SAN FRANCISCO — Automatic enrollment and appropriate default options dominated the conversations at Pensions & Investments' recent conference.
These topics and other reactions to the provisions of the Pension Protection Act were at the top of the charts for P&I's ninth annual Defined Contribution/401(k) West Coast Conference Oct. 8-10 in San Francisco.
James M. Delaplane Jr., a partner at the law firm of Davis & Harmon LLP, Washington, opened the conference with a review of Washington's new pension law.
"The advice provisions have been oversold. There was a lot of noise and activity around advice, but most (plan sponsors) will be sticking to the advice provisions they had prior to the PPA," said Mr. Delaplane.
The most important provisions of the PPA were not the advice provisions, but the clarifications regarding automatic enrollment and the permanent adoption of DC deferral provisions.
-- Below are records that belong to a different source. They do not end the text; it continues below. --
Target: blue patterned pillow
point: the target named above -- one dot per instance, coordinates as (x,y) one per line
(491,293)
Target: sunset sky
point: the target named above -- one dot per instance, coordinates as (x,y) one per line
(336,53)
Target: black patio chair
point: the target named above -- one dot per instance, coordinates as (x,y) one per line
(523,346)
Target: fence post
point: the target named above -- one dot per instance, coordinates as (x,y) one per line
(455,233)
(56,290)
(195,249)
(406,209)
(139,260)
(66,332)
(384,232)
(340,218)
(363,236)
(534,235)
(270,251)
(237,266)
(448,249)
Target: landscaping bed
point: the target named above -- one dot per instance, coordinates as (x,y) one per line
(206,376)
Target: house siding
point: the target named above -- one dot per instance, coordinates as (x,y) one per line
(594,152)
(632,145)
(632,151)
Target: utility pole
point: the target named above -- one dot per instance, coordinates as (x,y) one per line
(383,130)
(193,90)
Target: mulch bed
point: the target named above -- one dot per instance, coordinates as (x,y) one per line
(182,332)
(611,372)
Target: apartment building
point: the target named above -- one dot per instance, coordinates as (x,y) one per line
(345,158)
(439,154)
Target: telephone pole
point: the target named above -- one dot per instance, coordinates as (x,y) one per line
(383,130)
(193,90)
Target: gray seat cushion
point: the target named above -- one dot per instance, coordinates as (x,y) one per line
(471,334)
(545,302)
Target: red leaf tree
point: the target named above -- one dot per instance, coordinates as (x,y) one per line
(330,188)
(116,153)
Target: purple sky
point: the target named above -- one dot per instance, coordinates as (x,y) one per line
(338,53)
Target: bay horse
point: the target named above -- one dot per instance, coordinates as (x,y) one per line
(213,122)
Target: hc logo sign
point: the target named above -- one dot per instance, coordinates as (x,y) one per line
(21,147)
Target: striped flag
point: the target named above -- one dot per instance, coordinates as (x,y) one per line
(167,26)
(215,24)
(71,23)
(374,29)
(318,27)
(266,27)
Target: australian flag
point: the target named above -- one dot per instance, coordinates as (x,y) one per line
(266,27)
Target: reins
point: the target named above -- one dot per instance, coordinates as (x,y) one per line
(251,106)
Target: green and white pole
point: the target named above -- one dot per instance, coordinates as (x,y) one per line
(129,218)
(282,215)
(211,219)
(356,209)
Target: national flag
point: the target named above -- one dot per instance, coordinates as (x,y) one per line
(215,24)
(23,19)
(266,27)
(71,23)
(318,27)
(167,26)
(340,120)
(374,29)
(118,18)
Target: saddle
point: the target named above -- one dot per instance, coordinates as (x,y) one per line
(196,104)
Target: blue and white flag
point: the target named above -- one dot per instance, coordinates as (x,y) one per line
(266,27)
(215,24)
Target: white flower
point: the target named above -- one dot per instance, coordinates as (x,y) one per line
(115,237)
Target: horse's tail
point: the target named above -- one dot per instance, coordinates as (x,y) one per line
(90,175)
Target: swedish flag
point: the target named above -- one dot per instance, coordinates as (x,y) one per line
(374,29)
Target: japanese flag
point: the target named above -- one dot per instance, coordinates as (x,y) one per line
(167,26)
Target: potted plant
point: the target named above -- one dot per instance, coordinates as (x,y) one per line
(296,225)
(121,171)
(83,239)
The provisions, first spelled out in the Economic Growth and Tax Relief Reconciliation Act of 2001, included increased limits on deferrals, the removal of deferrals from calculations of maximum deductible amounts and the addition of a Roth 401(k) feature for deferrals.
In a breakout session on automatic enrollment, Carol Waddell, director of product development at T. Rowe Price Retirement Plan Services Inc., Baltimore, said many plan sponsors will revisit automatic enrollment now that the PPA has been signed.
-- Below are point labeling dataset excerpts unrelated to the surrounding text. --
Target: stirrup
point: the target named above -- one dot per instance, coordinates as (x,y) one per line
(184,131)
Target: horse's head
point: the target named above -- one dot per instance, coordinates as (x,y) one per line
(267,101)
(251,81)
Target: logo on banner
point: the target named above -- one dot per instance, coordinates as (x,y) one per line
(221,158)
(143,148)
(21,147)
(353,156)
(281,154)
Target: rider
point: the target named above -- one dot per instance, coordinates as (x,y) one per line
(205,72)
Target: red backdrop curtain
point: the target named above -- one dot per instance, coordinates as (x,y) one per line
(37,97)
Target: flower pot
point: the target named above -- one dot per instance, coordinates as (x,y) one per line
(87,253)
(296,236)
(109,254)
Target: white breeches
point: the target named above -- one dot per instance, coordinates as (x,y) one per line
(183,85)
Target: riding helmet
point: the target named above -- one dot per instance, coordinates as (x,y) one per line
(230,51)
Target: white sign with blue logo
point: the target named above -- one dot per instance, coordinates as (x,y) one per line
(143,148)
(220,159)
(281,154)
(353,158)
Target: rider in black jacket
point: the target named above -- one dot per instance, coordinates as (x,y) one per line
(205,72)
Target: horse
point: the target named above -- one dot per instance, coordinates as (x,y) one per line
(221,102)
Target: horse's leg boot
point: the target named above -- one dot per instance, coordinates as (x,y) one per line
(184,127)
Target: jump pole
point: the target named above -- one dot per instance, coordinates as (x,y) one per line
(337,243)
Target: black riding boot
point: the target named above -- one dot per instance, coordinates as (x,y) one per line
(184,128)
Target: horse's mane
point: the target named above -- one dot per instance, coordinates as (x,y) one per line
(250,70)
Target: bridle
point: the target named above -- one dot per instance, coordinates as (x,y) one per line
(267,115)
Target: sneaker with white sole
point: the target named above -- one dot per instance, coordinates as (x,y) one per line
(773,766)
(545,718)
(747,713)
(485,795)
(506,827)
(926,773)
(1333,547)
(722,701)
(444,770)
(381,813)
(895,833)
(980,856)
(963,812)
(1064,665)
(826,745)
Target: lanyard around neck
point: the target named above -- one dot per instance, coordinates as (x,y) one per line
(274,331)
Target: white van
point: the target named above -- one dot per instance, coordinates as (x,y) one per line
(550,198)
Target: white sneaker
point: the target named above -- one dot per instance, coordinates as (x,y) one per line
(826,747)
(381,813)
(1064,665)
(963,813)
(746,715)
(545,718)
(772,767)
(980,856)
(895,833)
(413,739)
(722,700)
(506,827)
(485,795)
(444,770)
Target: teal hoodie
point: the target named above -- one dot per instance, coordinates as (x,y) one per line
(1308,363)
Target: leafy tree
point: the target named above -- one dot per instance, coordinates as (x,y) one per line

"Some plan sponsors that enacted auto enrollment at (a 3% default allocation) will now bump it up to 6%," she said, adding that those types of changes will become more common.
Cindy Conway, group director of compensation and benefits for Cadence Design Systems Inc., San Jose, Calif., and a member on one of the panels, said the company's $450 million plan will add automatic enrollment in January.
There was also discussion about appropriate default options for automatically enrolled employees.
Jonathan Rose, benefits supervisor for Silgan Container Corp., Woodland Hills, Calif., said: "We will be moving over to age-based (lifecycle) funds soon. … We currently use a capital preservation fund, which is a ‘no harm, no foul' fund. We want to do something more now." The $50 million 401(k) plan has offered auto enrollment since 2001.
Stuart O'Dell, director of retirement investments for Intel Corp., Santa Clara, Calif., said plan officials are big fans of lifecycle fund strategies, which the $3.5 billion plan rolled out in 2004.
"We're now looking at alternatives for our (custom-made) lifecycle funds. I can see us adding an alternatives sleeve," said Mr. O'Dell.